Los labios de la desnuda figura que se encontraba en el escenario se movieron lentamente. Con ellos agitáronse unas llamitas verdes.
—¿No los siente? —repitió el viejo.
—Sí... sí...
Las palabras se arrancaron lentamente de los labios del hombre. Caprini conoció, por primera vez, el miedo.
—Oiga... ¿Verdad que no le hace daño de verdad?
Sonó una cascada risa:
—¿Hacerle daño? ¿Es posible que el gran Caprini haga semejante pregunta? ¿Es tan real mi truco que le engaña, incluso a usted?
Caprini fijó su atención en el maravilloso truco que tenía lugar en el escenario. Estaba furioso consigo mismo. ¡Él, que desde niño había trabajado en cosas de aquellas, dejarse engañar por un truco que era prácticamente imposible!

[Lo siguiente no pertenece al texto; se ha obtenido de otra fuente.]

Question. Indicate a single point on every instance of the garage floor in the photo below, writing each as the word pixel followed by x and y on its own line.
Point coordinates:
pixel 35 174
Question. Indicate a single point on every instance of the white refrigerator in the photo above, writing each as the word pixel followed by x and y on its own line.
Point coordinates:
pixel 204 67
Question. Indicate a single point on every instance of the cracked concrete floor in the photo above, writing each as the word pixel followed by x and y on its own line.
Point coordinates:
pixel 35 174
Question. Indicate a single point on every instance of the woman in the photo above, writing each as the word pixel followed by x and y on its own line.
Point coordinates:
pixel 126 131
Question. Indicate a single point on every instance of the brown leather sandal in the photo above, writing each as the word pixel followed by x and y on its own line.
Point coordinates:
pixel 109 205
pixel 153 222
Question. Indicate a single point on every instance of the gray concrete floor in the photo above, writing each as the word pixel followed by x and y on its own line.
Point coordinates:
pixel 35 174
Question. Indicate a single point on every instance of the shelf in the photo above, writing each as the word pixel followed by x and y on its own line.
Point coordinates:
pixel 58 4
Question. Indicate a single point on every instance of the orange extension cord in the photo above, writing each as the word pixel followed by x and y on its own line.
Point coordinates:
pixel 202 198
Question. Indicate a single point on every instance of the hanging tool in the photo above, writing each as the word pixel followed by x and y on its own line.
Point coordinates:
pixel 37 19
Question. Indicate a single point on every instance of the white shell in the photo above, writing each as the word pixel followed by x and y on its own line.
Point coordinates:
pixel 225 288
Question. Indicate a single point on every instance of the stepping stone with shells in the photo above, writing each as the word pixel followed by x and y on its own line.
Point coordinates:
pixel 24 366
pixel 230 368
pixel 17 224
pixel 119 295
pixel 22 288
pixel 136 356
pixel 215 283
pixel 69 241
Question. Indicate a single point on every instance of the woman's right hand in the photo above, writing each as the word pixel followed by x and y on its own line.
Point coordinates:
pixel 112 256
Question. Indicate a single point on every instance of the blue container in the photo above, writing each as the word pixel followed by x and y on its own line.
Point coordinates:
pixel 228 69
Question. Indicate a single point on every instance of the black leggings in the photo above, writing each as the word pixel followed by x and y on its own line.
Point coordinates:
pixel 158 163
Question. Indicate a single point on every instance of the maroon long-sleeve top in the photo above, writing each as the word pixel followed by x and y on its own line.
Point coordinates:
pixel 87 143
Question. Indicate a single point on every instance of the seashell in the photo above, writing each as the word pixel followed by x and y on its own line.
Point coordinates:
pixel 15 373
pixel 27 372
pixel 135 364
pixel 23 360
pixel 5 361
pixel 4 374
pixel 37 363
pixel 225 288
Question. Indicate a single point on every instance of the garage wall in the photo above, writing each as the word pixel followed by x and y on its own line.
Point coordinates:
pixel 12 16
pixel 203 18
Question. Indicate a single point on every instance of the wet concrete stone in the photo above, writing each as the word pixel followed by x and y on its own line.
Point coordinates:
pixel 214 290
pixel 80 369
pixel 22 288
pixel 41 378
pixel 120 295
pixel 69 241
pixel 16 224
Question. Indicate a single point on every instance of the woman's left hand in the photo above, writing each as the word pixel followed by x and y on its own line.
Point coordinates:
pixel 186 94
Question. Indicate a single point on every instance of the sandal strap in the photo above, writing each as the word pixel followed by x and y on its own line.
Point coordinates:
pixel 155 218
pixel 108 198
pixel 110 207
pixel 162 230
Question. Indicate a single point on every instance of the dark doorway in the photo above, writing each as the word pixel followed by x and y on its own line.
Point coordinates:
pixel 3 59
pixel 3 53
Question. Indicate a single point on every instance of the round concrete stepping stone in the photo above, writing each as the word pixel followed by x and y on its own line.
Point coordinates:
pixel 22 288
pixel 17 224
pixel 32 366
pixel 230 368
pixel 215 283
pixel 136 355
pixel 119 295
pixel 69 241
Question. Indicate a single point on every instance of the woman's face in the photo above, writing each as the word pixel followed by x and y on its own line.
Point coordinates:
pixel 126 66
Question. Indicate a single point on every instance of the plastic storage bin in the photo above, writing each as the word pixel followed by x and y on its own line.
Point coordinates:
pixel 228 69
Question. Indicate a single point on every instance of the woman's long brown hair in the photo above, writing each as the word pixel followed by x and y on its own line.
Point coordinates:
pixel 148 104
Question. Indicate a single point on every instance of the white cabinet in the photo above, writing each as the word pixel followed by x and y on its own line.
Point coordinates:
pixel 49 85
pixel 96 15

—Ese es el relato que debe acompañar al espectáculo de la Ilusión Ardiente. Ante el público, el ilusionista se venga de su ayudante. Abrasa al traidor sin tocarle ni con un dedo. Es una buena idea para convencer a un público que cada día es más incrédulo, ¿no le parece?
Caprini no dijo nada, lleno de admiración por el trabajo del hombre que tenía la mirada fija en Greer.
Este era ahora un esqueleto. Es decir, parecía un esqueleto. De la misma forma que sus ropas habíanse consumido, desapareció luego la carne, dejando solo los huesos que, a su vez, iban siendo destruidos hasta que al fin no quedó nada; solo la silla vacía. Morton Greer, al parecer, había sido consumido por las llamas. Ante los ojos de Caprini lo imposible habíase realizado. Con todo su infinito conocimiento de los trucos de magia, Caprini sentíase incapaz de explicarse lo ocurrido.
—¡Magnífico! —exclamó, volviéndose hacia el viejo—. Ha sido maravilloso...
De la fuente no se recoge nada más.